To do this, we amend the mock valuation service to send two responses when we send a request with 'Duplicate response' in the payload. By running another unit test, we then that we get another TaskTimedOut error.

{
  "errorType": "TaskTimedOut",
  "errorMessage": "Task Timed Out: 'Provided task does not exist anymore'",
  "code": "TaskTimedOut",
  "message": "Task Timed Out: 'Provided task does not exist anymore'",
  "stack": [
    "TaskTimedOut: Task Timed Out: 'Provided task does not exist anymore'",
    "    at Request.extractError (/var/runtime/node_modules/aws-sdk/lib/protocol/json.js:52:27)",
    "    <snip>",
    "    at Request.callListeners (/var/runtime/node_modules/aws-sdk/lib/sequential_executor.js:116:18)"
  ]
}

This means that we use the error to tell the difference between the duplicate scenario and the late scenario. If it is important to us to know the difference, say we want to ignore such duplicates, then we could extend our DynamoDB table that holds the task tokens. We could add a property to record if the token has been used, then check that before trying to use it.

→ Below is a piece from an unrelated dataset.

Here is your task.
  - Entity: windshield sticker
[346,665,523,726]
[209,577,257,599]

Now we have investigated various failure scenarios, let us look at how might we handle them.

Notifying ourselves of failure

In my blog post Better logging through technology, I ask developers to see logging through the eyes of support. That is, put yourself in the position where something has gone wrong and you need to work out what.

In our case, we know that the valuation service step throws a States.Timeout error when the timeout is exceeded. What we will do is amend the step function to publish an SNS message to an error topic. This will give us flexibility to subscribe to this topic and do a range of actions, such as email.

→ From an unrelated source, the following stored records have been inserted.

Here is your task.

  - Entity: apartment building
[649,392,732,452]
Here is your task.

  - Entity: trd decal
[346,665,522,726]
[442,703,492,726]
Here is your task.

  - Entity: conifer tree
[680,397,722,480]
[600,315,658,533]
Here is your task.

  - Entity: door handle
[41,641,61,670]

Workflow Studio showing the step that publishes errors

When things do go wrong, we want to be as helpful to those on support as we can. This means sending information that will allow someone to go directly to the thing that failed. For this, we are using the Step Function Context object.

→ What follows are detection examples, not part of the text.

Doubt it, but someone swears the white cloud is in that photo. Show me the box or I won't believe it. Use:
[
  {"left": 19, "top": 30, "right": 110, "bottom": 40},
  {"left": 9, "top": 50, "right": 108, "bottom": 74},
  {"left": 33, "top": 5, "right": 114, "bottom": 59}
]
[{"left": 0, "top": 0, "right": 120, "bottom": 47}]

By using the $$ prefix, we can publish useful information along with our message. In this case, the ids of the state machine and the execution along with the start time of the execution. This information can then be used to identify exactly what has failed and when. Then the investigations can begin.

To handle the scenario where the service doesn't reply in time, we can add a try/catch in the Lambda function and have that publish the error to our error topic. In this case, we use the AWS Lambda context object in Node.js to get hold of the function ARN.

} catch (error: any) {

  const publishError: PublishInput = {
    Message: JSON.stringify({
      source: context.invokedFunctionArn,
      description: error.message,
      eventRequestId: event.requestContext.requestId,
      eventBody: event.body,
    }),
    TopicArn: errorTopicArn,
  };

  await sns.publish(publishError).promise();
}

Here we try to keep to a convention of having a source and description, along with error-specific values. A bit of consistency is never a bad thing.

Handling failed requests

There is another task token failure scenario, and that is when we want to restart the step function with a failure. In our example, the valuation service can call back with a response that indicates that it failed. In this case, we want our step function to exit and inform us that it failed.

The way we do this is by using the task token, but using the sendTaskFailure method. With this, we can restart the step function with an error as follows.

const taskFailureOutput = await stepFunctions
  .sendTaskFailure({
    taskToken: taskTokenItem.taskToken,
    error: 'ValuationFailed',
  })
  .promise();

We then add another catch to the step function, to handle the ValuationFailed error and publish an SNS message to inform us.

Step function with valuation failed catch

Summary

In this post, we have seen a variety of ways that we can experience failures when dealing with task tokens and step functions. We saw how we can add a timeout to prevent a task from waiting a year to fail. We also saw how we can pass back a failure state to the step function and how we can handle these errors in the flow. Finally, we saw how we can notify ourselves with context information that could help ourselves to diagnose the source of any errors.